Contractors have recently devoted substantial attention to psychiatric admissions to safety-net hospitals. During the review process, Telligen alleged concerns ranging from the failure to: (a) stabilize patients prior to discharge/transfer; (b) arrange for adequate follow-up care; (c) address issues of readmission and recidivism; (d) the taking of appropriate legal action to compel administration of psychotropic drugs or involuntary admission. Each of the alleged concerns/violations were based in part on HITECH “meaningful use” criteria relating to EHR systems, clinical decision support (CDS) protocols as enunciated by the Telligen reviewer or “use” criteria relating to discharge policies and procedures including follow-up.

Respondent physicians and institutions implicated during this process have pointed to regulatory limitations on the ability to subject patients to involuntary admission or administration of psychotropic medication, and regulations restricting admission to acute care hospitals where alternative facilities would otherwise provide sufficient care. Respondents have also cited American Psychiatric Association (APA) guidelines relating to the need to treat patients through alternative community programs where possible. They also argued that many of the subject patients had significant social risk factors compounding discharge planning and follow-up care.

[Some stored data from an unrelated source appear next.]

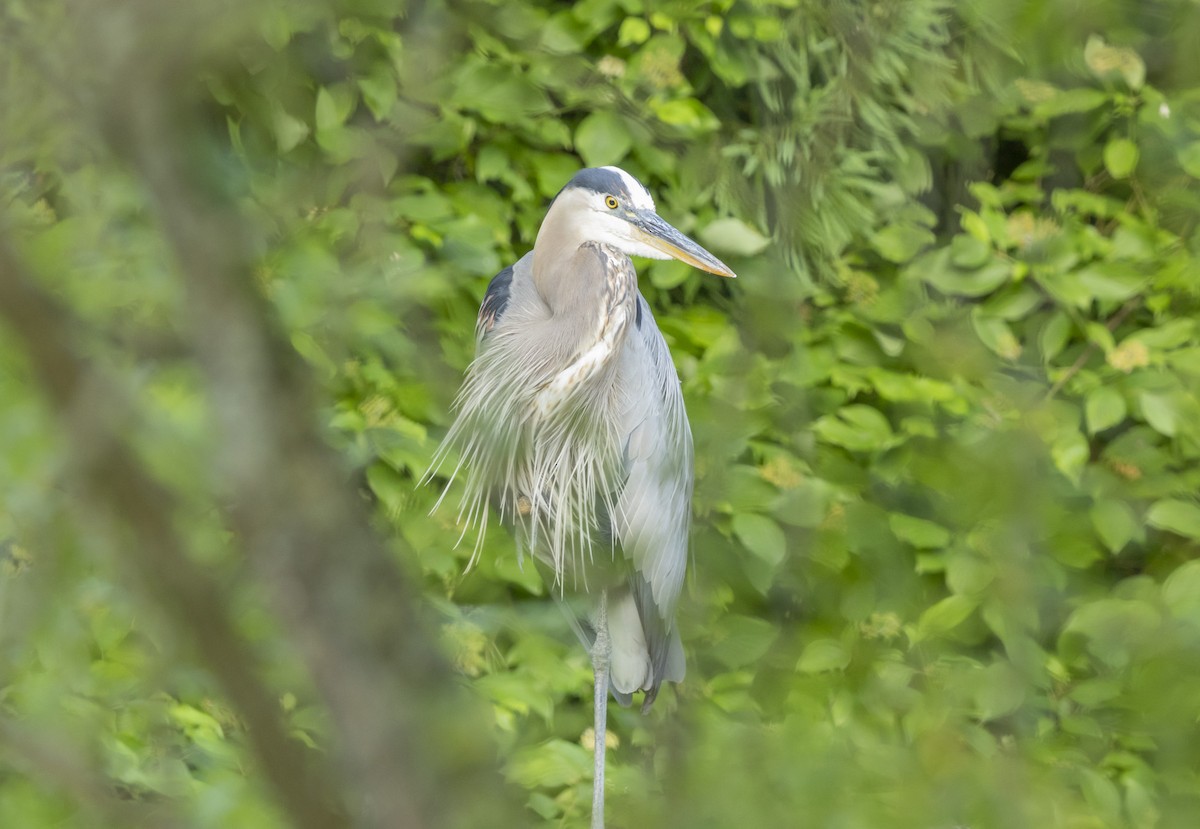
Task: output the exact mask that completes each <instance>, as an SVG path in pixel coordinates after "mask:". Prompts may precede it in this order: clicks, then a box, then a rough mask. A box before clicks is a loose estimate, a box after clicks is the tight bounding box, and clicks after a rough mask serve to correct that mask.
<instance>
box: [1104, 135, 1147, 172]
mask: <svg viewBox="0 0 1200 829" xmlns="http://www.w3.org/2000/svg"><path fill="white" fill-rule="evenodd" d="M1138 155H1139V154H1138V145H1136V144H1134V143H1133V142H1132V140H1129V139H1128V138H1114V139H1112V140H1110V142H1109V143H1108V144H1105V145H1104V167H1105V169H1108V172H1109V175H1111V176H1112V178H1114V179H1128V178H1129V176H1130V175H1132V174H1133V170H1134V168H1135V167H1136V166H1138Z"/></svg>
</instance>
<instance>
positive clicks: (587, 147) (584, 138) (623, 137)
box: [575, 110, 634, 167]
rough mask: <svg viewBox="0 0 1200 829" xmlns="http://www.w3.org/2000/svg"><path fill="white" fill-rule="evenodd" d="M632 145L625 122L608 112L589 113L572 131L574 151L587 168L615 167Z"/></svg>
mask: <svg viewBox="0 0 1200 829" xmlns="http://www.w3.org/2000/svg"><path fill="white" fill-rule="evenodd" d="M631 146H634V138H632V136H630V133H629V127H626V126H625V121H624V119H622V118H620V115H617V114H616V113H611V112H607V110H600V112H595V113H592V114H590V115H588V116H587V118H584V119H583V121H581V122H580V126H578V128H577V130H576V131H575V149H576V150H577V151H578V154H580V156H581V157H582V158H583V162H584V163H586V164H587V166H588V167H602V166H605V164H616V163H618V162H619V161H620V160H622V158H624V157H625V156H626V155H628V154H629V150H630V148H631Z"/></svg>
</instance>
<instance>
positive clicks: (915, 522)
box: [888, 512, 950, 549]
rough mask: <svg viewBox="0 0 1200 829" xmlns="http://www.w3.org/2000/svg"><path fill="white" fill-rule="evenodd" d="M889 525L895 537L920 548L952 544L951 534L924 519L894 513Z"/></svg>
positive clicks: (916, 546) (941, 545)
mask: <svg viewBox="0 0 1200 829" xmlns="http://www.w3.org/2000/svg"><path fill="white" fill-rule="evenodd" d="M888 525H889V527H890V528H892V531H893V533H895V536H896V537H898V539H900V540H901V541H907V542H908V543H911V545H912V546H913V547H918V548H925V549H929V548H937V547H944V546H946V545H948V543H949V542H950V533H949V530H947V529H946V528H944V527H942V525H941V524H935V523H934V522H932V521H925V519H924V518H914V517H913V516H908V515H904V513H902V512H893V513H892V515H889V516H888Z"/></svg>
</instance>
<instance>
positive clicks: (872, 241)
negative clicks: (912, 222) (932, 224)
mask: <svg viewBox="0 0 1200 829" xmlns="http://www.w3.org/2000/svg"><path fill="white" fill-rule="evenodd" d="M932 242H934V234H932V233H930V230H929V229H928V228H923V227H919V226H917V224H911V223H908V222H905V223H896V224H889V226H887V227H886V228H883V229H882V230H880V232H878V233H876V234H875V235H874V236H871V247H874V248H875V250H876V251H878V253H880V256H881V257H883V258H884V259H887V260H888V262H895V263H898V264H900V263H905V262H908V260H911V259H912V258H913V257H914V256H917V254H918V253H920V251H922V250H924V248H925V247H928V246H929V245H931V244H932Z"/></svg>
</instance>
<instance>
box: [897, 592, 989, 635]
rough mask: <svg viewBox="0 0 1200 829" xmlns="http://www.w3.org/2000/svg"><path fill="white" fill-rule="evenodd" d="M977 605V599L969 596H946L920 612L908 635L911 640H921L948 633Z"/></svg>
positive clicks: (964, 595)
mask: <svg viewBox="0 0 1200 829" xmlns="http://www.w3.org/2000/svg"><path fill="white" fill-rule="evenodd" d="M978 606H979V603H978V601H977V600H976V599H973V597H971V596H965V595H958V594H955V595H953V596H947V597H946V599H942V600H941V601H940V602H937V603H936V605H932V606H930V607H929V608H928V609H925V612H924V613H922V614H920V618H919V619H918V620H917V626H916V629H914V630H913V631H912V633H911V635H910V637H911V638H912V641H913V642H922V641H924V639H928V638H929V637H931V636H941V635H943V633H948V632H949V631H952V630H954V629H955V627H958V626H959V625H960V624H962V623H964V621H966V619H967V617H970V615H971V614H972V613H973V612H974V609H976V608H977V607H978Z"/></svg>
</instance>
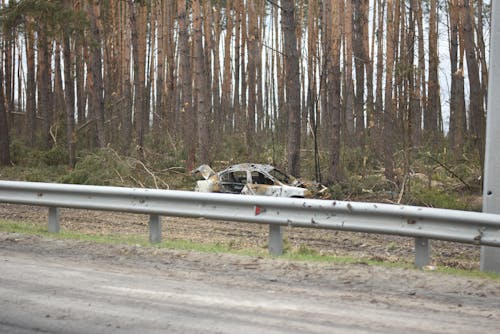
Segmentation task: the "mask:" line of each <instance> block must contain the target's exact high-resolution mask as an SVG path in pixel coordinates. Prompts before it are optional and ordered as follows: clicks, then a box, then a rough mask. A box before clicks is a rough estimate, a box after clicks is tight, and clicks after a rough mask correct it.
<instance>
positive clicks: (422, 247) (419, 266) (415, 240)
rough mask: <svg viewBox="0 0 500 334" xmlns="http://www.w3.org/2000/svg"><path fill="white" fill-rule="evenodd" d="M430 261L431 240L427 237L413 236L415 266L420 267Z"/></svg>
mask: <svg viewBox="0 0 500 334" xmlns="http://www.w3.org/2000/svg"><path fill="white" fill-rule="evenodd" d="M430 262H431V242H430V240H429V239H427V238H415V267H417V268H422V267H424V266H427V265H429V263H430Z"/></svg>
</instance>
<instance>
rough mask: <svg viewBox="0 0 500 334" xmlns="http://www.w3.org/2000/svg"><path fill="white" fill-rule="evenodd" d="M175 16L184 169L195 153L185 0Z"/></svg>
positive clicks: (185, 4)
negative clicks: (178, 28)
mask: <svg viewBox="0 0 500 334" xmlns="http://www.w3.org/2000/svg"><path fill="white" fill-rule="evenodd" d="M177 18H178V22H179V62H180V63H179V67H180V69H179V86H180V87H181V92H182V104H181V114H182V123H183V127H184V143H185V145H186V151H187V158H186V170H188V171H190V170H192V169H193V168H194V163H195V155H196V136H195V135H194V134H195V133H196V128H197V127H196V117H195V115H194V110H193V102H192V78H191V77H192V75H191V66H190V65H191V64H190V60H189V59H190V51H189V44H188V40H189V35H188V30H187V22H186V0H177Z"/></svg>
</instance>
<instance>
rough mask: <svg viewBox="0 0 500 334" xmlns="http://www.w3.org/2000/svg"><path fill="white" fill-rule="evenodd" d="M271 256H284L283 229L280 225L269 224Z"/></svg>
mask: <svg viewBox="0 0 500 334" xmlns="http://www.w3.org/2000/svg"><path fill="white" fill-rule="evenodd" d="M269 254H271V255H273V256H280V255H282V254H283V228H282V227H281V226H280V225H274V224H269Z"/></svg>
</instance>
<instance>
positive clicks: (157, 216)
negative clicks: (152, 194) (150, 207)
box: [149, 215, 161, 244]
mask: <svg viewBox="0 0 500 334" xmlns="http://www.w3.org/2000/svg"><path fill="white" fill-rule="evenodd" d="M149 242H151V243H152V244H157V243H159V242H161V218H160V216H159V215H150V216H149Z"/></svg>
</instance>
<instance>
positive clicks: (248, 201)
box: [0, 181, 500, 270]
mask: <svg viewBox="0 0 500 334" xmlns="http://www.w3.org/2000/svg"><path fill="white" fill-rule="evenodd" d="M0 202H5V203H12V204H25V205H37V206H45V207H48V208H49V215H48V216H49V217H48V220H49V221H48V230H49V232H52V233H57V232H59V211H58V208H74V209H90V210H103V211H119V212H132V213H141V214H148V215H149V216H150V218H149V239H150V241H151V242H152V243H157V242H160V241H161V219H160V217H161V216H171V217H195V218H196V217H203V218H208V219H219V220H229V221H239V222H247V223H259V224H268V225H269V252H270V253H271V254H273V255H281V254H282V252H283V237H282V227H283V226H293V227H305V228H319V229H329V230H339V231H353V232H365V233H377V234H391V235H399V236H406V237H412V238H415V265H416V266H417V267H422V266H425V265H427V264H429V263H430V258H431V245H430V242H429V240H430V239H437V240H446V241H454V242H460V243H469V244H476V245H485V246H493V247H500V215H498V214H490V213H479V212H469V211H457V210H448V209H435V208H426V207H415V206H405V205H393V204H381V203H363V202H346V201H336V200H318V199H299V198H276V197H265V196H244V195H232V194H213V193H199V192H190V191H178V190H159V189H142V188H124V187H106V186H90V185H70V184H55V183H39V182H18V181H0ZM498 270H500V268H498Z"/></svg>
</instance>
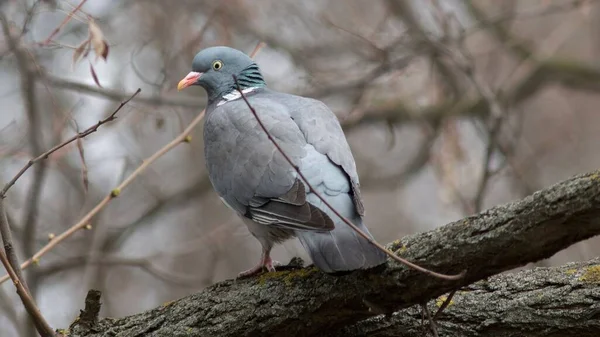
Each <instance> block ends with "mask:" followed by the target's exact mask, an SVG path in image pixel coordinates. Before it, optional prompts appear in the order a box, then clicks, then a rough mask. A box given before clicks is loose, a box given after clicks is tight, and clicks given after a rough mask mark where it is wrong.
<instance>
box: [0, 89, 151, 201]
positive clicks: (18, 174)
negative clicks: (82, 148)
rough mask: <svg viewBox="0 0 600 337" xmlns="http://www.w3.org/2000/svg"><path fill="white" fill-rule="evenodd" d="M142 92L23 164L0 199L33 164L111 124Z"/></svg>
mask: <svg viewBox="0 0 600 337" xmlns="http://www.w3.org/2000/svg"><path fill="white" fill-rule="evenodd" d="M141 91H142V89H138V90H136V91H135V92H134V93H133V95H131V96H130V97H129V98H128V99H127V100H125V101H123V102H121V104H119V106H118V107H117V109H115V111H113V112H112V113H111V114H110V115H109V116H108V117H106V118H104V119H103V120H101V121H99V122H98V123H96V124H94V125H92V126H90V127H89V128H87V129H85V130H84V131H82V132H79V133H78V134H76V135H74V136H73V137H71V138H69V139H67V140H65V141H64V142H62V143H60V144H58V145H56V146H54V147H53V148H51V149H50V150H48V151H46V152H44V153H42V154H40V155H39V156H37V157H35V158H34V159H31V160H30V161H29V162H27V164H25V166H23V167H22V168H21V170H20V171H19V172H18V173H17V174H16V175H15V176H14V177H13V178H12V179H11V180H10V181H9V182H8V183H6V185H4V188H3V189H2V191H0V198H5V197H6V192H8V190H9V189H10V188H11V187H12V186H13V185H14V184H15V182H17V180H18V179H19V178H21V176H22V175H23V174H24V173H25V172H26V171H27V170H28V169H29V168H30V167H31V166H33V165H34V164H35V163H37V162H39V161H41V160H44V159H46V158H48V157H49V156H50V155H51V154H52V153H54V152H56V151H58V150H60V149H62V148H63V147H65V146H67V145H69V144H70V143H72V142H74V141H76V140H78V139H80V138H84V137H86V136H88V135H90V134H92V133H94V132H96V131H98V128H99V127H101V126H102V125H104V124H106V123H108V122H112V121H114V120H115V119H117V116H116V115H117V113H118V112H119V111H120V110H121V108H123V107H124V106H125V105H126V104H127V103H129V101H131V100H132V99H133V98H134V97H135V96H137V94H139V93H140V92H141Z"/></svg>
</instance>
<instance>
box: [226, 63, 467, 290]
mask: <svg viewBox="0 0 600 337" xmlns="http://www.w3.org/2000/svg"><path fill="white" fill-rule="evenodd" d="M232 76H233V80H234V81H235V84H236V88H237V90H238V92H239V93H240V95H241V96H242V99H243V100H244V102H245V103H246V105H247V106H248V108H249V109H250V111H251V112H252V114H253V115H254V118H255V119H256V121H257V122H258V124H259V125H260V127H261V129H262V130H263V132H264V133H265V134H266V135H267V137H268V138H269V140H270V141H271V143H272V144H273V145H274V146H275V147H276V148H277V151H279V153H281V155H282V156H283V157H284V159H285V160H286V161H287V162H288V164H290V165H291V166H292V168H293V169H294V170H295V171H296V173H297V174H298V176H300V178H301V179H302V181H303V182H304V184H306V186H307V187H308V189H309V190H310V191H311V192H312V193H314V194H315V196H316V197H317V198H319V200H321V202H322V203H323V204H325V206H327V207H328V208H329V209H330V210H331V211H332V212H333V213H334V214H335V215H336V216H337V217H339V218H340V219H341V220H342V221H343V222H344V223H345V224H346V225H348V226H350V228H352V229H353V230H354V231H355V232H356V233H358V234H359V235H360V236H362V237H363V238H364V239H365V240H367V241H369V242H370V243H371V244H372V245H374V246H375V247H377V248H379V249H380V250H381V251H382V252H384V253H386V254H387V255H388V256H390V257H391V258H392V259H394V260H396V261H398V262H400V263H402V264H404V265H406V266H408V267H410V268H413V269H415V270H418V271H420V272H422V273H425V274H428V275H431V276H434V277H438V278H440V279H445V280H458V279H461V278H462V277H463V276H464V275H465V274H466V271H463V272H461V273H460V274H456V275H445V274H440V273H436V272H434V271H431V270H429V269H425V268H423V267H421V266H418V265H416V264H414V263H412V262H409V261H407V260H405V259H403V258H401V257H399V256H397V255H396V254H394V253H393V252H391V251H389V250H387V249H386V248H385V247H384V246H383V245H381V244H380V243H378V242H377V241H375V240H374V239H372V238H371V237H370V236H369V235H367V234H366V233H365V232H363V231H362V230H360V228H358V227H356V225H355V224H353V223H352V222H351V221H350V220H348V219H347V218H346V217H345V216H343V215H342V214H341V213H340V212H339V211H338V210H336V209H335V207H333V206H331V204H330V203H329V202H328V201H327V200H325V198H323V196H322V195H321V194H320V193H319V192H317V191H316V190H315V189H314V188H313V187H312V186H311V184H310V183H309V182H308V179H306V177H305V176H304V174H303V173H302V172H301V171H300V168H299V167H298V166H297V165H295V164H294V162H293V161H292V159H291V158H290V157H289V156H288V155H287V153H285V151H283V149H282V148H281V147H280V146H279V144H278V143H277V142H276V141H275V139H274V138H273V136H272V135H271V133H270V132H269V131H268V130H267V128H266V127H265V125H264V124H263V123H262V120H261V119H260V117H258V114H257V113H256V110H254V108H253V107H252V105H250V102H248V99H247V98H246V95H244V93H243V92H242V88H241V87H240V85H239V83H238V80H237V77H236V76H235V75H232Z"/></svg>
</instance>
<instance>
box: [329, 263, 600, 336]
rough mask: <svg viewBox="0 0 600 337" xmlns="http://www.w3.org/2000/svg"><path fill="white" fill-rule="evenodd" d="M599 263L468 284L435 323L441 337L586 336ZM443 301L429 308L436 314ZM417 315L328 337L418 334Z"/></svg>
mask: <svg viewBox="0 0 600 337" xmlns="http://www.w3.org/2000/svg"><path fill="white" fill-rule="evenodd" d="M599 282H600V259H598V258H596V259H594V260H591V261H588V262H584V263H570V264H567V265H565V266H562V267H558V268H536V269H532V270H526V271H522V272H520V273H515V274H508V275H499V276H493V277H491V278H489V279H488V280H487V281H479V282H477V283H474V284H472V285H469V286H467V287H465V288H463V289H461V290H460V291H458V292H457V294H456V295H455V296H454V297H453V299H452V301H451V302H450V303H452V304H450V306H449V308H447V309H446V310H445V311H444V312H443V314H442V315H441V316H440V317H439V318H438V319H437V320H436V324H437V326H438V333H439V335H440V336H447V337H451V336H452V337H454V336H462V337H470V336H473V337H475V336H489V337H494V336H529V337H548V336H556V337H559V336H560V337H585V336H589V337H592V336H597V334H598V331H600V305H599V304H598V299H599V298H600V287H599V286H598V285H599ZM444 299H445V296H442V297H440V298H438V299H437V300H436V301H434V302H435V303H431V304H430V306H431V307H433V308H435V309H437V307H436V306H440V305H441V303H442V301H443V300H444ZM422 325H423V322H422V321H421V311H420V310H419V308H417V307H412V308H408V309H404V310H400V311H398V312H396V313H394V314H393V316H392V317H391V318H390V319H385V318H384V317H383V316H378V317H375V318H372V319H368V320H365V321H362V322H359V323H357V324H355V325H353V326H349V327H347V328H344V329H341V330H340V331H338V332H337V333H334V334H331V337H334V336H335V337H342V336H343V337H347V336H377V337H412V336H422V335H423V326H422Z"/></svg>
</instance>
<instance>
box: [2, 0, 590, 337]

Many of the institutions cited will face significant challenges because they operate under slim financial margins compared to other institutions. In several recent cases pursued by Telligen, institutions felt compelled to adopt corrective action plans for which they lacked adequate staff and resources because of the draconian nature of the sanctions that could be imposed.

Independent research conducted by the Commonwealth Fund supports the respondents’ concerns. Commonwealth Fund studies suggest that safety-net hospitals are 30 percent more likely to have 30-day readmission rates above the national average. Hospitals serving large numbers of low-income patients are more likely to have the lowest adjustment factors and receive the maximum penalty of 1 percent under HRRP. The same institutions are at risk to not receive Medicare and Medicaid incentive payments under HITECH and face potential imposition of penalties under that legislation if their failure to comply continues through 2015. Further imposition of sanctions by QIOs for failure to meet “meaningful use” criteria, not yet implemented and evaluated by CMS, compounds an already complicated regulatory picture for hospitals in general, and for safety-net institutions in particular.

Safety-net institutions handle a disproportionate share of vulnerable populations that include low-income insureds, underinsureds or patients on Medicaid. Safety-net hospital patients have substantially higher rates of chronic health problems, disability, mental illness and substance abuse compared to the general population. They also have disproportionate personal and social needs adversely affecting their health and otherwise imposing roadblocks to coordinated care. These include homelessness, unsafe housing, unstable employment and lack of family support. This population requires significant enabling and support services and transitional care post-discharge, which may well be beyond safety-net institutions’ ability to provide.

QIOs should be circumspect in sanctioning physicians and covered institutions for violation of “meaningful use” criteria that has yet to be implemented or fully evaluated by CMS. QIOs may need to consider application of a “sliding scale” assessment, at least initially, as it relates to application of “meaningful use” criteria during care reviews, to allow nonuniversity based hospitals as well as safety-net institutions, the necessary time to bring themselves into compliance with evolving EHR, CDS and discharge planning and care requirements incorporated into recently passed healthcare legislation.